Kinesiology balance 5

Food and Diet

We began to explore what else was contributing to Shay’s flare ups. We had already developed a low-allergenic diet which Shay was thriving on. It’s pretty hard for an 11 year old though, and there were occasional slip ups with food. The major foods contributing to inflammation and flare ups were:

  • Sugar – all sugars, including the sugar found in fruits, high-fructose corn syrup, sucrose, glucose, and maltodextrin.
  • Dairy: although on minimal intake, cheese caused flare ups.
  • Gluten: Already kept to a minimum, Shay’s mum became more savvy about hidden gluten in the groceries and other foods she was buying.
  • Trans glutenase: This is an enzyme which is often added to gluten-free products such as breads, which many people react to like it is gluten.
  • Deep-fried potato chips and other starches: These convert straight to sugar for the blood, but also more often than not, they are cooked in poor-quality oils.

Kinesiology balance 6+


The next wave of balances were related specifically to histamines.

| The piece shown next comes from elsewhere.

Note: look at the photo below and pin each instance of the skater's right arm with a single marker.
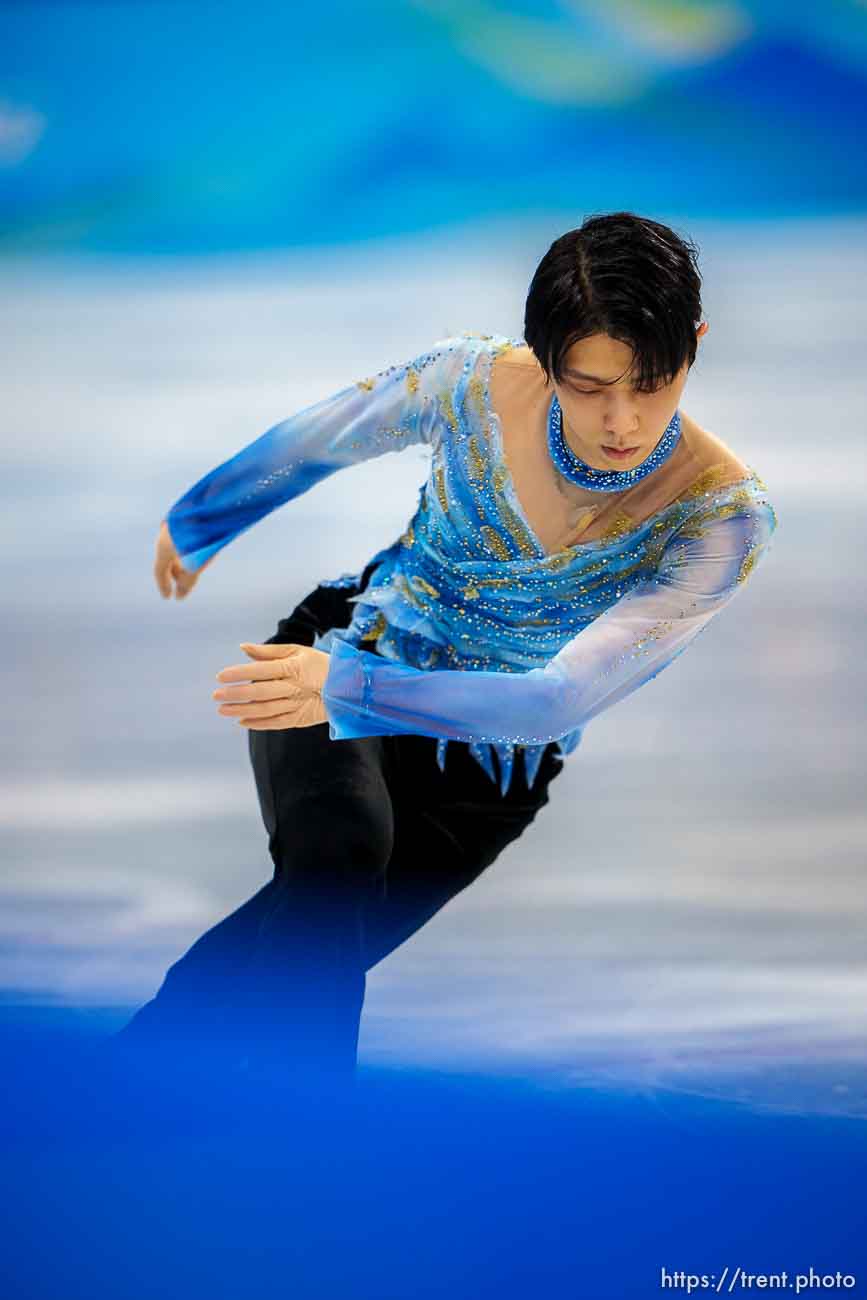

Did you know there are four types of histamines in the body? Whilst we do use histamine as a neurotransmitter for positive use around the body, our modern lifestyles trigger more histamine activations than the body can clear.

When the cells can’t clear the histamines efficiently, they linger around the cells or organs causing more and more sensitivity to inflammation. This can affect any organ and when generalised it is known as Mast Cell Activation Syndrome (MCAS). This can contribute to painful periods and disrupted women’s health, chronic headaches and migraines, digestive issues, and of course eczema and allergies. Shay has not had any cat-hair flare ups since these balances.

This was a great step forward with less flare ups when in contact with allergens and the inflammatory foods. The flare ups weren’t as severe and took less time to clear. When there was a flare up, it calmed down within hours after a kinesiology balance, every time! Still to this day, Shay’s mum says that nothing helps better than the kinesiology balances.

Fungal and bacterial infections

A major contributor to skin flare ups is fungal and bacterial infections. The allergens cause massive inflammation, which weakens the skin membranes. Toxins—such as heavy metals or chemicals—come out through the skin increasing the inflammation and cause more strain on our immune system. The ongoing red and round welts, bubbling of skin, spots on the skin, dryness and cracking, and weeping of skin, often indicate either a fungal or bacterial infection. However, as the infections aren’t the actual cause of the problems, it is still very important to treat the internal functions. With treatments, flare ups became less, and it became obvious whether it was a fungal flare—often from too much sugar or too many potato chips—or bacterial flare usually from contact with dog hair (staph being the most common).

Treatment for infections

  • Herbs: including anti-histamine, mast-cell stabilising, liver support, kidney and lymphatic support, nervous-system and adrenal support, and antioxidants.
  • Probiotics: as the immune system matures into different immune cells at the gut lining, it is really important to stabilise any inflammation along the gut lining. There are specific strains of probiotics which have been clinically shown to reduce the tendency towards inflammation, eczema, and allergies.
  • Fish oils: Omega 3s help to stabilise and keep the cell membranes fluid and flexible, which is imperative when addressing inflammatory factors such as allergies, asthma, and eczema. A good-quality fish oil—high in DHA—is imperative.
  • Topical: We also applied anti-bacterial, anti-fungal, and anti-inflammatory topical ointments to flare ups.